Step1: Input data box where the user can either paste or upload the input files. Inputs are DNA sequence in FASTA format and 3D TF structure generated from Alphafold2 in pdb format. In the first part user can only paste or load the example while the pdb file will be copied to the user destination page by default. Here, ABF2 TF is being used as by default pdb file. In the upload section, user needs to upload both sequence and pdb files. It either of the files were not uploaded and submitted, the page will throw error regarding the same.
Step2: Upon submission, a loading page will appear until the results are ready.
Step 3: The binding site information is represented in the form of table. Table consists of information regarding the binding site sequence and it's start and end coordinates in the sequence. User can also download the result in the tabular format. User can also visualize 3D structure of protein with its sequence and sequence logo of the binding sites, detailed in the next step.
Step 4: User can visualize 3D structure of protein with its amino acid sequence. Visualization of 3D structure is powered by JSmol. By clicking "show sequence logo", sequence logo of the binding sites will be displayed, which can downloaded in png and PWM format. This PWM can be benchmarked with the user's PWM, upon clicking "click to compare", detailed in the next step.
Step 5: With integration of TOMTOM in the backend, users can able to compare the PTF-Vac generated motif's PWM with their own choice of PWM, enabling a comparative analysis of binding motifs across different datasets or experimental conditions. Input is PWM in MEME format, user can load or paste the example.
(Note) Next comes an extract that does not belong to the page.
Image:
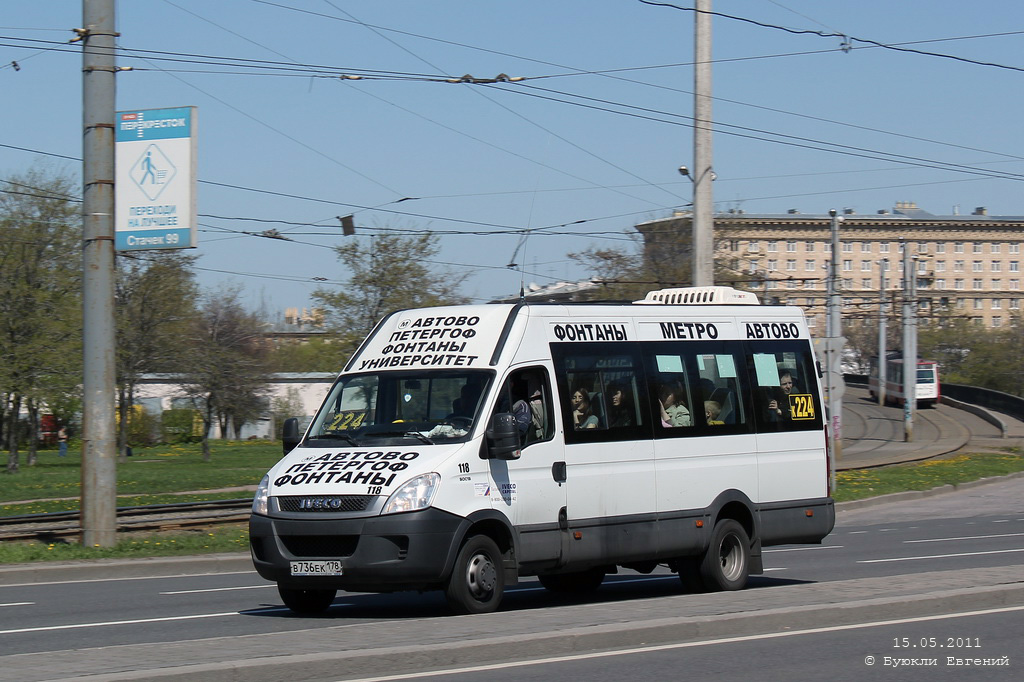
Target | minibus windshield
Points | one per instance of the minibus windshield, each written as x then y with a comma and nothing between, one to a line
425,406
Step 6: Output result of TOMTOM for better interpretation of result. User can also download the result by clicking the download button.
Step 7: Important feature scoring is implemented and is represented in the form of interactive line plot depicting the distribution of scoring distribution across the positions for the selected sequence. PTF-Vac uses Grad-CAM, to highlight important regions in input sequences. The importance score distribution shows which nucleotide positions most influence TFBS identifications. This helps to interpret the model's decisions and identify biologically relevant binding patterns. Here the short kmers for example, Heptamers, Hexamers, and Pentamers are all analyzed to show which specific patterns or sub-sequences play a key role in TF binding. This visualization helps users to understand: where the core binding motif lies, which parts of the sequence are most critical for TF recognition, and whether the model\u2019s TF motif identification matches known binding sites.
Step 8: The binding site is highlighted among the sequences and a motif logo is also built from consensus.